The Inferno Room, a tiki bar specializing in rum drinks, opened Tuesday at 902 Virginia Ave. in Fountain Square. The tiki bar occupies a portion of the 12,000-square-foot Woessner Building, in a space which formerly housed a Marion County courtroom facility. Co-owners Ed Rudisell and Chris Coy had originally planned to have the The Inferno Room open by the end of 2017. But renovations to the 1915 building took longer than expected, Rudisell told IBJ in May.

— McCordsville-based Scarlet Lane Brewing Co., which is working to open a taproom in Indianapolis’ SoBro neighborhood, has announced its plans to open another establishment south of downtown. Scarlet Lane says it will open a tap house next month at 2033 S. Meridian St., a few blocks north of Raymond Street. The brewery is also in the midst of opening a taproom at the corner of 46th Street and College Avenue. At that location, Scarlet Lane will be one of a handful of tenants in a redeveloped site that formerly housed Big Al’s Superstore. The building is still under “heavy construction” and an opening date hasn’t been set, Scarlet Lane told IBJ this week.

— The Wine Market Fountain Square, which opened last fall at 1031 Virginia Ave. in Fountain Square, is planning to open next month in Irvington. Called The Wine Market Irvington, it's slated to open in late October at 5542 E. Washington St., in a space that formerly housed Bittersweet Café. Kris Bowers and Zachary Davis are co-owners of the business.
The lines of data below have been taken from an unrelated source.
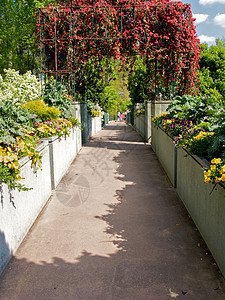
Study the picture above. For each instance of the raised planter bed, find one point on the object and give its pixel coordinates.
(206, 209)
(18, 210)
(62, 151)
(140, 125)
(166, 152)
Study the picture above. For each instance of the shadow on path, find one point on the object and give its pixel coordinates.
(139, 243)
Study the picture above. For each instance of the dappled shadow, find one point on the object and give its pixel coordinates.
(156, 245)
(5, 253)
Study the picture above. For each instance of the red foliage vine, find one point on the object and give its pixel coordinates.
(161, 30)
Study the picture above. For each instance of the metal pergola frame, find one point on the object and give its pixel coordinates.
(47, 43)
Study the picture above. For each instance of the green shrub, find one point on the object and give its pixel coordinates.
(42, 111)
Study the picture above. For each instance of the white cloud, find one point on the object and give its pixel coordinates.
(205, 2)
(207, 39)
(220, 20)
(200, 18)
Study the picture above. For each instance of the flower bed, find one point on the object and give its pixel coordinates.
(183, 141)
(18, 210)
(62, 151)
(205, 206)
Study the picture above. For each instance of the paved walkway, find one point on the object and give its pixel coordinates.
(113, 229)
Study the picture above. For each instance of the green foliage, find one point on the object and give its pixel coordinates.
(18, 46)
(58, 98)
(19, 88)
(196, 109)
(12, 118)
(41, 110)
(137, 82)
(92, 109)
(211, 74)
(197, 123)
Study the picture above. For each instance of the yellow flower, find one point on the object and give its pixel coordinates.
(216, 161)
(217, 179)
(213, 167)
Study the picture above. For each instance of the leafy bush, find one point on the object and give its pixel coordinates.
(12, 119)
(41, 110)
(19, 88)
(58, 98)
(49, 128)
(196, 124)
(92, 109)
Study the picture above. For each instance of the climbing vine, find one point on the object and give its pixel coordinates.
(162, 31)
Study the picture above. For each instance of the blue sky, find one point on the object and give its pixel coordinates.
(210, 19)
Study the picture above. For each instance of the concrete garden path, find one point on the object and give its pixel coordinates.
(113, 229)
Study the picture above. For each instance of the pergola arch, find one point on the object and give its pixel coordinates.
(162, 31)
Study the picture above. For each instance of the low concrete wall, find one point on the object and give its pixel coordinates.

— Finally, a construction update of note: The dual-branded Hyatt Place/Hyatt House hotels being built across from Bankers Life Fieldhouse on Pennsylvania Street has reached a key construction milestone. Developer HRI Properties announced Wednesday that the 15-story structure has reached its final construction height—a stage that’s also known as “topping out.”

Set to open next year, the property includes a 186-room Hyatt Place hotel and a 130-room Hyatt House hotel, along with more than 6,000 square feet of meeting and event space, a rooftop pool and fitness facilities, more than 13,000-square-feet of ground-floor retail space and an adjacent 387-space parking garage.